Sentenza Sentenza Cassazione Civile n. 16498 del 27/07/2011

Cassazione civile sez. trib., 27/07/2011, (ud. 22/06/2011, dep. 27/07/2011), n.16498

LA CORTE SUPREMA DI CASSAZIONE

SEZIONE TRIBUTARIA

Composta dagli Ill.mi Sigg.ri Magistrati:

Dott. PARMEGGIANI Carlo – Presidente –

Dott. IACOBELLIS Marcello – Consigliere –

Dott. DI BLASI Antonino – rel. Consigliere –

Dott. VIRGILIO Biagio – Consigliere –

Dott. CIRILLO Ettore – Consigliere –

ha pronunciato la seguente:

ordinanza

sul ricorso proposto da:

AGENZIA DELLE ENTRATE, in persona del legale rappresentante pro

tempore, rappresentata e difesa dall’Avvocatura Generale dello Stato,

nei cui Uffici, in Roma, Via dei Portoghesi, 12 e domiciliata;

– ricorrente –

contro

F.A. residente a (OMISSIS);

– intimato –

AVVERSO la sentenza n. 54/2006 della Commissione Tributaria di

Secondo Grado di Trento – Sezione n. 02, in data 13/11/2006,

depositata il 11 dicembre 2006;

Udita la relazione della causa svolta nella camera di consiglio del

22 giugno 2011 dal Relatore dott. Antonino Di Blasi;

Presente il P.M. dr. SORRENTINO Federico.

Fatto

SVOLGIMENTO DEL PROCESSO E MOTIVI DELLA DECISIONE

Nel ricorso iscritto a R.G. n. 3067/2008, è stata depositata in cancelleria, la seguente relazione:

“1 – E’ chiesta la cassazione della sentenza n. 54.2006 pronunziata dalla Commissione Tributaria di Secondo Grado di Trento, Sezione n. 02, il 13.11.2006 e DEPOSITATA il 11 dicembre 2006.

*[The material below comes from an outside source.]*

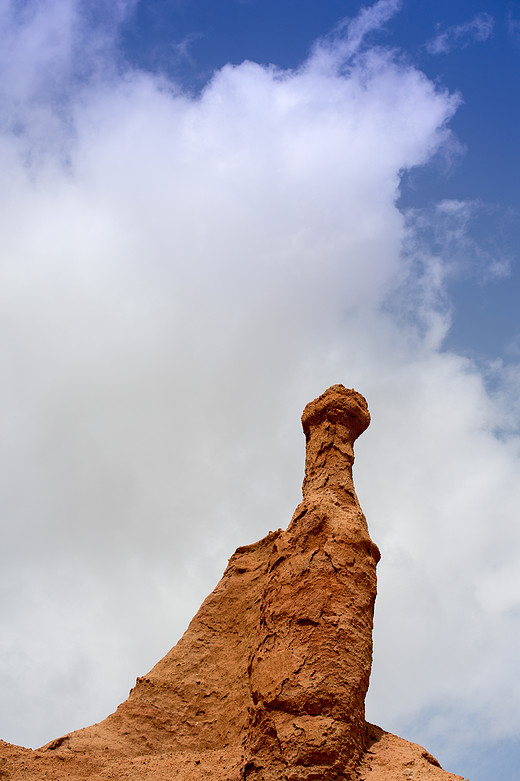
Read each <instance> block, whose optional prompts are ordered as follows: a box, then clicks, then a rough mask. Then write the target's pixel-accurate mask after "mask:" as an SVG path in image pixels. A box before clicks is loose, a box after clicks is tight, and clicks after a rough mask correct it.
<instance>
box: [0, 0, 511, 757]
mask: <svg viewBox="0 0 520 781" xmlns="http://www.w3.org/2000/svg"><path fill="white" fill-rule="evenodd" d="M7 7H8V6H4V9H5V8H7ZM27 7H28V8H34V9H36V7H37V6H36V5H35V6H34V7H33V6H31V4H28V6H27ZM49 7H52V8H60V9H62V10H63V9H67V8H68V9H69V12H70V19H71V22H70V27H69V28H68V29H69V30H70V34H67V35H66V36H65V38H64V40H63V41H62V42H61V44H59V45H58V44H56V47H57V48H56V50H55V51H53V53H52V56H51V55H50V54H49V48H48V46H47V44H46V43H42V44H41V45H35V44H34V36H33V37H32V38H31V43H30V45H29V44H27V43H26V40H27V39H26V37H25V33H24V32H23V30H25V29H27V26H28V28H29V29H31V24H33V21H31V20H32V19H33V17H31V18H30V19H29V21H27V23H26V26H25V27H23V26H20V30H19V32H18V33H17V36H18V37H17V39H16V46H15V44H14V43H13V44H12V48H13V52H15V50H16V57H17V58H18V61H20V62H23V61H24V57H25V55H27V56H30V57H31V58H32V62H33V63H35V70H34V72H35V73H37V71H38V69H37V67H36V64H37V63H38V60H39V57H41V58H42V59H43V61H44V62H45V63H47V65H46V66H45V67H46V68H47V70H48V72H49V73H52V71H53V67H54V66H53V63H57V64H59V63H61V62H62V60H63V58H64V57H67V58H68V61H73V60H74V56H75V55H74V54H73V53H72V52H74V51H75V47H74V46H70V44H69V41H70V40H75V41H77V40H83V39H84V38H85V37H88V39H89V40H90V42H91V43H90V45H91V46H92V47H94V49H95V47H96V46H98V47H99V48H98V49H97V50H98V51H101V50H102V52H103V54H102V57H101V55H100V58H99V59H98V60H97V62H98V65H99V63H100V62H102V63H103V67H102V68H100V67H97V68H93V69H92V71H91V74H90V75H89V76H88V78H86V77H85V78H79V77H77V76H75V75H74V74H73V75H72V76H70V84H71V85H72V87H71V88H70V89H69V88H67V89H66V90H65V89H64V90H63V91H62V94H65V93H66V94H67V96H68V97H67V111H66V112H65V113H64V112H62V111H61V107H62V105H63V102H62V103H60V104H59V105H58V106H56V105H55V102H54V101H53V100H52V90H51V88H50V87H49V91H48V94H49V95H50V96H51V97H49V98H48V99H46V100H43V98H41V95H45V94H47V93H45V91H44V92H43V93H41V92H40V91H38V94H39V97H37V96H36V95H35V93H34V92H33V90H32V89H31V90H28V89H26V87H25V86H24V85H22V86H20V87H19V89H20V90H21V93H20V94H21V98H20V106H23V111H24V112H31V111H32V110H33V109H34V106H37V107H39V106H40V103H39V101H43V103H42V105H43V108H42V109H41V111H42V112H43V113H42V114H41V116H43V117H44V121H43V120H42V123H41V124H38V123H36V126H35V125H34V124H33V123H28V124H27V125H24V126H19V127H18V128H17V129H16V128H14V127H12V126H11V125H10V124H9V123H8V122H5V123H4V125H3V129H2V136H1V142H0V150H1V154H2V162H3V171H4V180H3V184H2V192H1V195H0V208H1V211H2V222H3V224H4V226H5V228H4V230H3V232H2V236H1V238H0V258H1V266H0V279H1V284H0V310H1V312H2V322H3V328H2V331H1V337H0V338H1V356H2V377H3V383H2V388H1V390H0V393H1V394H2V410H3V412H4V415H3V418H2V431H1V437H0V442H1V452H0V458H1V462H2V463H1V468H2V474H3V475H4V479H5V485H6V490H5V491H4V492H3V494H2V500H1V501H2V516H3V518H4V531H3V545H2V547H1V549H0V558H1V564H0V573H1V574H0V577H1V588H2V596H1V600H0V610H1V611H2V625H3V627H4V631H3V633H2V637H1V639H0V643H1V645H0V661H1V668H0V681H1V686H2V691H3V696H4V703H5V705H4V708H3V712H2V717H1V720H0V734H1V735H2V737H3V738H4V739H7V740H11V741H14V742H19V743H24V744H28V745H37V744H41V743H43V742H44V741H46V740H48V739H50V738H52V737H54V736H56V735H57V734H59V733H63V732H66V731H70V730H71V729H73V728H76V727H80V726H84V725H85V724H86V723H88V722H92V721H95V720H99V719H100V718H102V717H103V716H104V715H105V714H106V713H107V712H109V711H110V710H111V709H113V708H114V707H115V706H116V705H117V704H118V702H119V701H120V700H121V699H123V698H124V697H126V695H127V692H128V689H129V688H130V686H131V685H133V681H134V679H135V676H136V675H138V674H143V673H144V672H145V671H146V670H147V669H149V667H151V666H152V664H153V663H154V662H155V661H157V659H158V658H159V656H160V655H161V654H163V653H165V652H166V651H167V650H168V649H169V647H170V646H171V645H172V644H173V642H175V641H176V639H177V638H178V637H179V635H180V634H181V633H182V631H183V630H184V628H185V626H186V624H187V622H188V620H189V618H190V616H191V614H192V613H193V612H194V611H195V610H196V608H197V607H198V605H199V604H200V602H201V600H202V598H203V597H204V596H205V594H206V593H207V592H208V591H209V590H210V589H211V588H212V587H213V586H214V584H215V582H216V580H217V578H218V577H219V574H220V572H221V571H222V569H223V567H224V565H225V561H226V558H227V557H228V556H229V555H230V554H231V552H232V551H233V549H234V547H236V546H237V545H239V544H244V543H247V542H252V541H254V540H255V539H257V538H258V537H260V536H263V535H264V534H266V533H267V532H268V531H269V530H270V529H274V528H278V527H279V526H284V525H286V524H287V522H288V520H289V518H290V516H291V513H292V509H293V507H294V506H295V505H296V503H297V502H298V500H299V490H300V483H301V477H302V467H303V448H304V445H303V437H302V435H301V431H300V427H299V415H300V413H301V409H302V408H303V406H304V404H305V403H306V402H307V401H308V400H309V399H311V398H313V397H314V396H316V395H317V394H319V393H320V392H322V391H323V390H324V389H325V388H326V387H327V386H328V385H330V384H332V383H334V382H343V383H345V384H346V385H347V386H349V387H352V386H353V387H356V388H357V389H359V390H360V391H362V392H363V393H364V394H365V395H366V396H367V398H368V400H369V403H370V407H371V410H372V413H373V424H372V426H371V428H370V429H369V431H368V432H367V433H366V434H365V435H364V436H363V438H362V439H361V440H360V442H359V446H358V449H357V459H358V463H357V464H356V480H357V485H358V488H359V495H360V500H361V502H362V505H363V506H364V508H365V510H366V513H367V516H368V519H369V523H370V526H371V530H372V534H373V537H374V539H376V540H377V542H378V543H379V544H380V547H381V549H382V552H383V563H382V565H381V569H380V597H379V604H378V608H377V630H376V654H375V666H374V678H373V686H372V689H371V694H370V700H369V711H368V715H369V717H370V718H372V719H373V720H375V721H379V722H383V723H384V726H385V727H387V728H390V729H394V730H399V729H400V728H401V727H403V726H406V727H407V731H408V735H409V736H410V737H414V736H415V734H412V732H413V730H415V731H416V733H417V736H418V737H421V739H423V740H424V742H428V741H429V739H430V738H432V739H433V737H434V736H435V735H437V738H438V736H439V734H440V733H441V732H442V734H449V733H450V730H451V731H452V733H454V731H455V726H456V725H459V724H460V723H467V722H468V719H469V718H470V717H475V718H477V717H478V719H480V722H479V723H480V724H481V726H480V728H479V729H480V732H478V735H477V733H476V732H475V730H474V731H473V733H472V734H471V735H470V734H463V736H462V737H463V738H464V739H465V740H470V739H472V738H475V737H479V738H480V737H482V735H484V734H487V733H486V730H488V729H489V728H490V725H492V727H493V729H494V730H495V733H496V734H499V735H501V736H507V734H509V731H511V730H514V729H516V730H517V729H518V726H519V724H518V714H517V713H515V712H514V707H513V703H516V702H517V701H518V692H516V691H514V689H515V686H516V683H515V681H516V675H515V674H514V670H515V669H516V661H515V659H513V658H512V656H513V654H512V651H508V650H507V649H512V648H513V647H515V646H514V643H513V641H516V642H517V641H518V601H517V597H518V595H515V593H513V591H511V589H510V585H511V578H512V573H513V572H514V568H515V566H516V565H517V563H518V556H519V551H520V540H519V537H518V525H517V523H516V515H515V508H516V509H517V508H518V504H519V500H520V496H519V489H518V487H517V486H518V481H517V480H516V479H515V475H516V474H518V466H519V463H518V462H519V452H518V438H517V430H518V429H517V426H518V415H517V411H518V410H517V408H514V407H512V406H509V401H510V398H512V397H513V396H514V387H515V386H514V383H513V382H511V381H509V382H507V381H506V378H505V373H504V372H503V371H502V370H501V369H500V367H495V369H494V371H495V383H494V392H493V394H491V392H490V391H489V390H488V385H487V384H486V377H485V375H484V374H483V372H482V371H481V370H479V369H478V368H477V367H476V366H475V365H473V364H472V363H471V362H469V361H468V360H466V359H463V358H461V357H460V356H457V355H454V354H450V353H447V352H443V349H442V347H443V339H444V336H445V334H446V332H447V329H448V328H449V322H450V311H449V310H450V305H449V299H448V298H447V293H446V284H445V279H446V274H447V273H448V272H449V268H450V258H447V257H446V256H445V254H444V253H443V252H442V251H441V250H440V249H439V246H440V245H439V241H437V240H436V241H437V243H435V242H432V241H431V236H432V235H433V234H432V231H433V229H431V230H430V232H428V230H427V229H426V228H425V221H426V220H427V215H425V214H424V213H421V214H418V213H416V214H408V215H404V214H402V213H401V212H400V211H399V209H398V208H397V205H396V204H397V201H398V197H399V187H400V177H401V175H402V173H403V172H404V171H407V170H409V169H411V168H413V167H415V166H420V165H425V164H426V163H428V161H429V160H431V159H432V157H433V156H434V155H435V154H437V153H438V152H439V150H440V149H441V148H443V147H446V146H449V145H450V143H451V136H450V133H449V130H448V129H447V123H448V122H449V119H450V117H451V116H452V115H453V112H454V111H455V110H456V106H457V99H456V98H454V97H452V96H450V95H449V94H447V93H446V92H443V91H440V90H439V89H438V88H437V87H436V86H435V85H434V84H432V82H430V81H429V80H428V79H427V78H426V77H425V76H424V75H423V74H422V73H420V72H419V71H417V70H416V69H414V68H413V67H411V66H410V65H407V64H404V63H403V62H402V61H401V60H400V59H395V58H394V57H393V55H392V54H391V53H389V52H385V51H384V50H381V49H376V50H373V49H370V48H369V47H367V46H366V45H363V46H361V45H360V44H359V45H358V44H356V46H352V45H349V47H350V48H347V49H345V48H344V40H345V39H344V38H342V39H331V40H329V41H328V42H327V41H321V42H320V44H319V46H318V47H317V48H316V49H315V50H314V51H313V53H312V54H311V56H310V58H309V60H308V62H306V63H305V64H304V65H303V66H302V67H301V68H300V69H299V70H296V71H283V70H278V69H276V68H274V67H263V66H260V65H257V64H255V63H252V62H245V63H243V64H242V65H240V66H235V67H233V66H226V67H224V68H222V69H221V70H220V71H219V72H218V73H216V74H215V75H214V78H213V79H212V80H211V82H210V83H208V84H207V86H206V88H205V89H204V90H203V92H202V93H201V94H200V96H197V97H193V96H190V95H187V94H185V93H183V91H182V90H181V89H180V88H179V86H178V85H176V84H175V83H172V82H169V81H166V80H165V79H164V78H162V77H157V76H154V75H153V74H150V73H144V72H140V71H135V70H130V69H128V68H122V67H121V63H118V60H117V55H116V54H115V53H114V52H112V53H111V50H110V46H109V45H108V42H107V41H108V39H107V33H106V27H104V28H103V29H102V30H101V31H100V29H99V27H96V26H94V27H92V22H89V21H88V19H86V18H85V16H84V15H82V13H79V11H78V8H79V6H76V5H74V4H73V3H70V4H69V5H67V4H66V3H62V4H60V5H52V4H50V6H49ZM396 7H397V4H396V3H390V2H380V3H377V4H376V5H375V6H373V8H372V10H371V11H366V12H363V13H364V14H365V15H364V16H363V13H362V15H361V16H360V17H358V18H357V19H355V20H353V21H352V22H351V23H350V26H348V27H347V28H346V30H345V35H346V40H347V41H348V40H350V41H351V42H352V41H353V40H355V41H357V42H358V43H359V41H360V40H361V39H362V34H364V33H365V32H366V31H367V30H368V29H369V28H370V29H374V28H375V26H376V22H377V23H378V24H379V23H382V22H383V21H384V19H385V18H387V15H388V14H389V13H390V11H391V10H392V9H394V10H395V8H396ZM73 12H74V13H73ZM35 13H36V12H35ZM370 14H372V16H370ZM378 14H379V16H378ZM385 15H386V16H385ZM34 18H36V17H34ZM56 18H58V17H56ZM4 19H5V11H4ZM60 19H61V17H60ZM367 20H368V21H367ZM374 20H375V21H374ZM60 23H61V22H60ZM45 24H46V25H47V24H50V22H49V21H48V19H46V21H45ZM56 24H57V22H56ZM89 25H90V26H89ZM35 29H39V28H38V25H36V28H35ZM46 29H47V28H46ZM48 29H51V28H48ZM115 29H117V25H115V26H114V27H113V30H115ZM49 35H50V33H48V32H47V33H45V36H43V38H42V40H44V41H47V40H48V38H49ZM13 41H14V38H13ZM96 41H97V42H96ZM16 47H18V48H16ZM26 49H30V52H29V51H26ZM64 52H65V53H64ZM346 57H348V62H347V61H346V59H345V58H346ZM325 62H326V67H324V63H325ZM347 64H348V67H346V66H347ZM116 65H117V67H116ZM4 67H6V68H7V69H9V67H10V66H9V64H8V63H5V62H4ZM42 72H43V71H42ZM39 78H40V77H39ZM42 78H43V76H42ZM47 80H51V81H52V79H51V77H50V76H45V83H47ZM3 83H5V81H4V82H3ZM25 83H26V82H25V81H24V84H25ZM15 86H16V85H14V86H13V85H11V87H10V89H12V92H13V96H14V95H15V93H16V90H15ZM17 89H18V88H17ZM12 100H13V101H14V100H15V97H12ZM38 111H40V108H38ZM26 115H27V116H28V114H26ZM49 117H50V118H51V120H52V121H51V120H49V119H48V118H49ZM35 134H36V135H38V140H37V142H36V141H35V138H36V135H35ZM35 147H36V148H37V150H38V154H33V155H31V154H29V152H31V150H33V149H35ZM42 150H43V152H42ZM64 150H66V154H65V153H64ZM467 208H469V207H467ZM443 209H444V223H443V221H442V220H440V219H439V220H437V223H436V227H435V231H437V233H436V235H437V238H438V237H439V235H440V234H441V233H442V235H443V236H444V239H443V240H445V241H448V239H449V242H451V244H450V246H452V247H453V246H455V244H457V245H458V246H460V247H462V248H463V249H461V252H466V254H467V251H468V249H467V248H468V244H465V241H466V237H467V232H468V227H467V226H468V220H467V212H466V207H464V205H463V204H460V203H458V204H454V203H453V202H450V203H445V204H444V205H443V206H442V205H441V206H440V207H439V209H438V210H437V211H438V212H441V213H442V210H443ZM447 217H449V220H448V221H447V222H446V219H447ZM430 224H431V223H430ZM443 224H444V228H443V227H442V225H443ZM446 226H448V227H446ZM448 228H449V230H448ZM450 231H451V233H450ZM448 234H449V236H448ZM447 236H448V238H446V237H447ZM441 244H442V243H441ZM426 245H428V246H429V249H428V251H427V249H426ZM464 247H465V249H464ZM468 262H469V261H468ZM511 376H512V375H510V378H511ZM510 378H509V379H510ZM515 409H516V411H515V412H511V410H515ZM504 410H509V412H508V415H505V413H504ZM492 659H493V660H495V663H494V664H493V665H492V666H491V665H490V660H492ZM496 660H499V661H496ZM425 714H426V715H425ZM428 714H435V719H434V718H433V716H432V717H431V718H430V720H429V721H428V719H427V716H428ZM410 725H411V726H410ZM424 725H426V726H424ZM439 725H440V726H439ZM408 727H409V729H408ZM457 728H458V727H457ZM410 730H412V732H411V731H410ZM401 731H402V732H403V731H405V730H403V729H401ZM430 742H431V741H430Z"/></svg>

Con tale decisione, la C.T. ha respinto l’appello dell’Agenzia Entrate, riconoscendo il diritto alla deduzione dal reddito dei contributi consortili.

2 – Il ricorso, che attiene ad impugnazione della cartella di pagamento relativa a contributi consortili, recuperati ai fini IRPEF per l’anno 2000, censura l’impugnata sentenza per violazione e falsa applicazione del D.P.R. n. 917 del 1986, art. 10 e art. 93 e segg.

del R.D. n. 1539 del 1933.

3 – L’intimato, non ha svolto difese in questa sede.

4 – La questione posta dal ricorso in esame sembra potersi esaminare e decidere alla stregua del principio secondo cui u In virtù del D.P.R. 29 settembre 1973, n. 597, del (sia nella formulazione originaria che in quella successivamente adottata dalla L. 13 aprile 1977, n. 114, art. 5) i contributi corrisposti ai consorzi obbligatori di bonifica sono deducibili dal reddito complessivo ai fini Irpef” (Cass. n. 1772/1996; n. 1133/1996; n. 6839/1995).

5 – Data la delineata realtà processuale, sulla base del richiamato principio, si propone, ai sensi degli artt. 375 e 380 bis c.p.c., di trattare la causa in Camera di Consiglio, rigettando il ricorso, per manifesta infondatezza.

Il Relatore Cons. Antonino Di Blasi”.

La Corte:

Vista la relazione, il ricorso e gli altri atti di causa;

Considerato che in esito alla trattazione del ricorso, il Collegio condividendo i motivi esposti nella relazione, ritiene di dover rigettare l’impugnazione, per manifesta infondatezza;

Considerato, che nulla va disposto per le spese del giudizio, in assenza dei relativi presupposti;

Visti gli artt. 375 e 380 bis c.p.c..

P.Q.M.

Rigetta il ricorso.

Così deciso in Roma, il 22 giugno 2011.